Frase de efeito que é também armadilha de Nelson. Quando todo mundo, afinal, concordar que toda unanimidade é burra ficará comprovado que toda unanimidade é burra mesmo!

A palavra ‘unanimidade’ vem do latim unanimis. Significa, muito simplesmente, que duas ou mais pessoas vivem com um (unus) só ânimo (animus). Um time de futebol bem treinado, uma equipe de trabalho bem articulada, dois amigos leais, um casal que pensa e age em harmonia são exemplos de unanimidade inteligente.

Ser perfectível

Em dados contextos, sim, a unanimidade pode ser burra. É burrice obedecermos a ordens que vêm não se sabe de onde com finalidades obscuras ou inconfessáveis. É burrice acreditarmos em tudo o que se escreve na internet. É burrice comprarmos um livro pelo único fato de ele constar da lista dos mais vendidos.

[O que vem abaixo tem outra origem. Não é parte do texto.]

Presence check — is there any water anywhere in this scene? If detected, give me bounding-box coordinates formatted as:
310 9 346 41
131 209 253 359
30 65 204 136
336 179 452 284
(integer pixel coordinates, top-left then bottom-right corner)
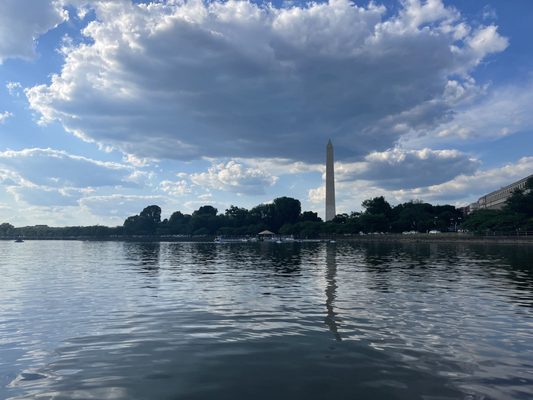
0 241 533 400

Unanimidade inteligente começa na alma de cada um. Começa na individualidade. Na luta pessoal contra nossas intolerâncias, contra essa tendência a só sentir as próprias dores, a observar o mundo pelo buraco de um canudinho.

Unanimidade inteligente requer a liberdade de distinguir entre o direito nosso de questionar e o dever nosso de comprometer-nos. Requer, mais ainda, a capacidade de reconhecer que podemos estar errados e a maioria estar certa…

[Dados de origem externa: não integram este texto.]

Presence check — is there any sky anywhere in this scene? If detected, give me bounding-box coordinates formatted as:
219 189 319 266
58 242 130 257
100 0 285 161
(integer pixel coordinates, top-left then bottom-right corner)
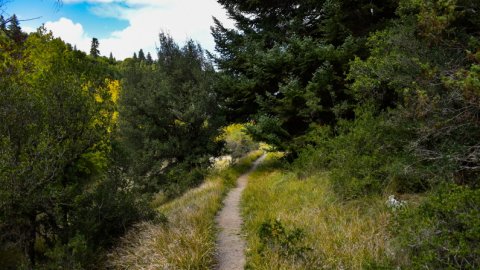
0 0 233 60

Existem unanimidades excepcionais. Os especialistas da educação são unânimes ao afirmar que todo aluno, por mais apático que pareça, pode descobrir o prazer de aprender. Esta verdade ajudará os professores a trabalharem com mais ânimo, mais esperança.

Espero que sejamos unânimes, também, quanto a certos princípios e valores que nos obrigam a repensar nossa conduta, pedir perdão, desdizer o que dissemos, enfim, melhorarmos como pessoas.

O ser humano (jamais um ser unânime?) é perfectível. Seremos mais humanos se formos unânimes naquilo que valha a pena. Se participarmos, conscientemente, da unanimidade produtiva, inteligente.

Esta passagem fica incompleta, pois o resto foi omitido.